Although it is not an exhaustive search, Figure 1 does demonstrate that there has been a significant growth of research in this area beginning in the late 1990's. For the first time pharmacologically active substances had been shown to have a significant, long lasting environmental effect. Perhaps the most seminal initial study was conducted on behalf of the US Geological Survey, involving a nation-wide reconnaissance of rivers and streams. The authors were able to detect APIs, hormones and other organic wastewater contaminants in 80% of the 139 locations investigated, causing widespread public debate (Kolpin et al, 2002).

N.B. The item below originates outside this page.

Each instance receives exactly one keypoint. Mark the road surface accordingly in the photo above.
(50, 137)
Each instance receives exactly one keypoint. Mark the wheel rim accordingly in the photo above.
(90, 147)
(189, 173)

A review of the removal of pharmaceuticals and personal care products (PPCPs) during wastewater treatment showed a large variation among removal efficiencies of the contaminants. The authors assumed that this was due to the different molecular structures of the APIs (even within the same class of compounds), but also to the large variability of a number of factors within the wastewater treatment process itself. In particular, treatment plant configuration, hydraulic residence time, sludge residence time, contaminant presence, and temperature could all have an effect on compound removal to some extent (Onesios et al, 2009). Nevertheless, a further study on wastewater treatment of more than 100 micropollutants, including a number of APIs, indicated that secondary biological processes were significantly more effective at removing micropollutants than primary settling processes. For activated sludge processes, the authors reported > 50% removal for 70% of the micropollutants analysed. Membrane bioreactors and tertiary treatment were able to raise micropollutant removal rates still further (Choubert et al, 2011). Improved understanding of the fate of these APIs, the majority (up to 85%) of which are ionisable organic compounds (Manallack, 2009; Section 1.1), in wastewater treatment systems is thus an important component towards producing a more reliable environmental risk assessment (ERA) in each case.
The release of ‘ionisable compounds’ (where behaviour depends on pH, ionic strength, etc.), such as APIs, into the environment presents the risk assessor with particular problems. The Scientific Committee, therefore, agreed terms of reference and established a task force to examine the various parameters that might influence the environmental fate of ionisable (organic) compounds and provide guidance on how the ERA could be improved. Members of the Scientific Committee are stated at the end of the report.